„Bei der Inszenierung bleiben nicht nur die Zeiten in Bewegung, holt Regisseurin Antje Thoms gemeinsam mit der Autorin aus dem Text heraus, was herauszuholen ist.“

2019, Uraufführung im Deutschen Auswandererhaus / Stadttheater Bremerhaven

Text: Anne Jelena Schulte Regie und Ausstattung: Antje Thoms und Anne Jelena Schulte Dramaturgie: Nadja Hess Fotos: Heiko Sandelmann

Mit: Henning Bäcker, Elif Esmen, Max Roenneberg, Isabel Zeumer

„Wer die Sierra Madre vor sich weiß, der möchte Abschied nehmen. Selbst wenn man lebend herauskommt, wird man doch nie mehr derselbe sein.“

Im Jahr 1848 bricht James, 16-jähriger Sohn deutscher Einwanderer, von Baltimore Richtung Kalifornien auf um dort nach Gold zu schürfen und sein Glück zu machen – ein abenteuerlicher, entbehrungsreicher Weg einmal quer durch den Wilden Westen liegt vor ihm. Ungefähr 150 Jahre später reist Mister Strauss, Enkel jüdischer Emigranten, nach Deutschland, um dort Deutsch zu lernen, das Buch „Mein Kampf“ zu lesen und um zu verstehen, warum die Deutschen damals Hitler gefolgt sind. Mister Alfons aus Garmisch hingegen träumt seit seiner Jugend von den USA – und nutzt seine abgeschlossene Lehre, um nach Baltimore auszuwandern und als Konditor der Mann zu werden, der den Schoko-Nikolaus nach Amerika brachte.

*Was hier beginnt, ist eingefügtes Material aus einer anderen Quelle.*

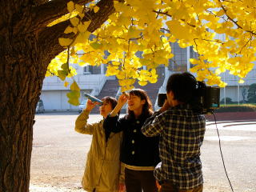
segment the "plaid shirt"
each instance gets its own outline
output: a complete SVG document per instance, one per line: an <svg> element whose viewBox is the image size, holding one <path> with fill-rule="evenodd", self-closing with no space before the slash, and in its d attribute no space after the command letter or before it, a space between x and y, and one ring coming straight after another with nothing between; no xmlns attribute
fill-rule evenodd
<svg viewBox="0 0 256 192"><path fill-rule="evenodd" d="M181 190L203 183L200 146L206 131L206 119L188 106L178 105L162 114L155 112L142 128L146 136L160 134L162 165L154 170L158 181L170 180Z"/></svg>

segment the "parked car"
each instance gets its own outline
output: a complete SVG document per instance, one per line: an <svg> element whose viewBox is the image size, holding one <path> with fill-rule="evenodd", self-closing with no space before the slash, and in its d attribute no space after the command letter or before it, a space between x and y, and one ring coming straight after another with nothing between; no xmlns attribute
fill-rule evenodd
<svg viewBox="0 0 256 192"><path fill-rule="evenodd" d="M87 98L85 98L79 105L78 112L81 113L86 107L87 103Z"/></svg>
<svg viewBox="0 0 256 192"><path fill-rule="evenodd" d="M35 113L40 114L45 112L45 107L43 106L42 100L39 100L37 104L37 107L35 108Z"/></svg>

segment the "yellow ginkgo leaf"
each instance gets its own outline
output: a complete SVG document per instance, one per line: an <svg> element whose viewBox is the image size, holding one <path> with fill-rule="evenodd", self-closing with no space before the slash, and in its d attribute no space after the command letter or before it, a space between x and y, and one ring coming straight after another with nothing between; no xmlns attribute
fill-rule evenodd
<svg viewBox="0 0 256 192"><path fill-rule="evenodd" d="M97 12L98 11L98 10L99 10L99 7L98 7L98 6L94 6L94 13L97 13Z"/></svg>
<svg viewBox="0 0 256 192"><path fill-rule="evenodd" d="M60 38L58 38L58 42L62 46L68 46L72 42L72 39Z"/></svg>
<svg viewBox="0 0 256 192"><path fill-rule="evenodd" d="M83 7L82 6L80 6L78 4L75 4L74 7L75 7L76 10L79 12L79 14L82 13Z"/></svg>
<svg viewBox="0 0 256 192"><path fill-rule="evenodd" d="M138 81L138 83L140 86L146 86L147 84L147 82L146 82L146 81Z"/></svg>
<svg viewBox="0 0 256 192"><path fill-rule="evenodd" d="M74 10L74 2L70 1L67 3L67 10L70 13L72 13Z"/></svg>
<svg viewBox="0 0 256 192"><path fill-rule="evenodd" d="M69 85L69 82L64 82L64 86L67 87L68 85Z"/></svg>
<svg viewBox="0 0 256 192"><path fill-rule="evenodd" d="M87 27L82 24L79 24L78 26L78 29L79 32L81 32L81 33L84 33L87 30Z"/></svg>
<svg viewBox="0 0 256 192"><path fill-rule="evenodd" d="M66 28L66 30L64 30L64 34L70 34L70 33L72 33L73 32L73 27L71 27L71 26L67 26Z"/></svg>
<svg viewBox="0 0 256 192"><path fill-rule="evenodd" d="M79 23L79 18L76 17L70 18L70 21L74 26L77 26Z"/></svg>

In einer stickigen Holzhütte auf dem Christkindlmarkt in Baltimore werden diese Auswanderergeschichten auf einer kleinen Bühne erzählt.

Im Publikum sitzt eine Autorin aus Deutschland, die im Rahmen des Deutschland-Amerika-Jahres vom Auswandererhaus in die USA eingeladen wurde: Anne Jelena Schulte hat aus Interviews, Begegnungen und Erlebnissen einen literarischen Text entwickelt, der drei spezifisch deutsche Einzelschicksale beleuchtet – von insgesamt über sieben Millionen Menschen, die 1830 bis 1974 die Alte Welt über Bremerhaven in Richtung Amerika verließen.

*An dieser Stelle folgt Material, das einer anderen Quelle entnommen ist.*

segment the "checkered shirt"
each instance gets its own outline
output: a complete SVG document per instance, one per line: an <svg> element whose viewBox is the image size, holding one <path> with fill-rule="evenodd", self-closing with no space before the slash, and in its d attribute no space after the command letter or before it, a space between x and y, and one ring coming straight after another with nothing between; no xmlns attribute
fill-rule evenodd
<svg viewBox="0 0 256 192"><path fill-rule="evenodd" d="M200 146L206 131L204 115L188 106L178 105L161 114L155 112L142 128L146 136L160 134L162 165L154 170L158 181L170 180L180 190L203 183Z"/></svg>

Auf dem heißen Pflaster Amerikas

„Nach Amerika“ heißt die jüngste Kooperation zwischen dem Stadttheater und dem Deutschen Auswandererhaus. Die Textcollage kombiniert Erwartung und Realität, die historischen Biografien dreier Migranten und ganz persönliche Eindrücke von Baltimore. Im Spiel vermischen sich die Zeitebenen. Aus dem aufsteigenden Dampf, in dem zwei Obdachlose lagern, wird der kalifornische Goldstaub, ein Glücksversprechen. Gewalt zieht sich wie ein roter Faden durch das Stück, aus glühendem Optimismus wird allzu oft elendes Scheitern. Bei der Inszenierung bleiben nicht nur die Zeiten in Bewegung, holen Regisseurin Antje Thoms gemeinsam mit der Autorin aus dem Text heraus, was herauszuholen ist. Die witzigen Stellen werden vom Ensemble ausgekostet. Die Kulisse des Auswandererhauses tut ein Übriges, von der vergitterten Einwanderungsstation Ellis Island geht es zur großen Treppe des Grand Central Terminal.